CORRELATION BETWEEN REFUGEE POPULATION AND ODA ALLOCATION

WORLD

By Gulsum Dogan
refugee population, official development assistance, foreign aid

This project aims to show the correlation between refugee population and official development assistance.

Starting with Syrian civil war in 2011, Turkey has started to host the highest number of refugees in the world. Most refugees coming from Turkey and other various countries aim to use Turkey as a transit country which would lead them to the countries that are part of the European Union. Unfortunately, as the European Union tried to implement many exclusionary humanitarian practices including Search and Rescue groups to stop the flow of refugees coming through sea or sitting on a table with Turkey in the Refugee Deal to stop the flow of people. There are about 80 million people that are forced to leave their homes in the world and that includes 26 million refugees. The displacement of these people causes indirect or direct effects on the hosting states. To eliminate those effects, it is argued that aid is sometimes based on the political agenda in order to stop the flow of people rather than the need.

ODA is considered one of the most significant foreign aid in the global political agenda. The maps between 2010-2019 aim to show the ODA allocation in order to highlight the amount of aid and its relation to the countries that host the refugee populations. This project is born out of the idea of European Union’s effort to stop the Syrian refugee flow by providing foreign aid to specific countries as briefly mentioned above.

Official Development Assistance(ODA), according to OECD, is defined as ‘government aid designed to promote the economic development and welfare of developing countries.
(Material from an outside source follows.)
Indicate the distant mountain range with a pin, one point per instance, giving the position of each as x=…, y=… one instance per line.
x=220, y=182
Loans and credits for military purposes are excluded. Aid may be provided bilaterally, from donor to recipient, or channelled through a multilateral development agency such as the United Nations or the World Bank.’ (OECD, iLibrary)
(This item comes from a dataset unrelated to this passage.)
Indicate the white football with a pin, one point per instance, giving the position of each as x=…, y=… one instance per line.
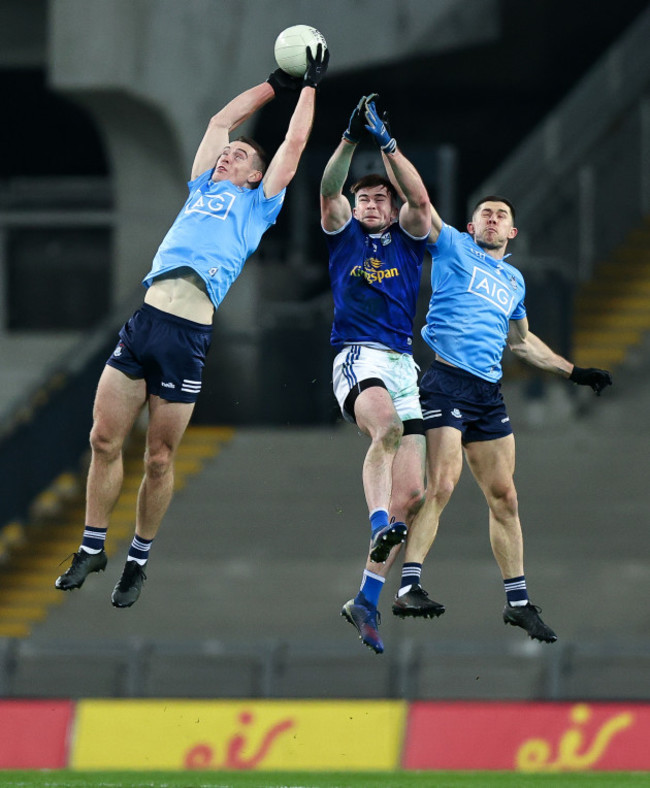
x=290, y=46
I’ve created multiple maps to show the correlation in each year starting from 2010 to 2019. The reason it ended in 2019 was the unavailability of the ODA data in 2020. Also, the starting point was related to the outbreak of the Syrian Civil War. I obtained my data from UNHCR and World Bank databases which followed a thorough cleaning process and joining two datas based on year. One of the reasons for that was the existence of unrelated fields(including years) on the CVS file, especially for the ODA data. Also, ODA was classified as not only based on specific countries but also as geographical locations such as Central America. (as seen below) In order to match up that data, I needed to clean it up. More importantly, some of the country names were different in UNHCR data and the World Bank Data such as Bolivia or Venezuela. I need to go over each country to match the names.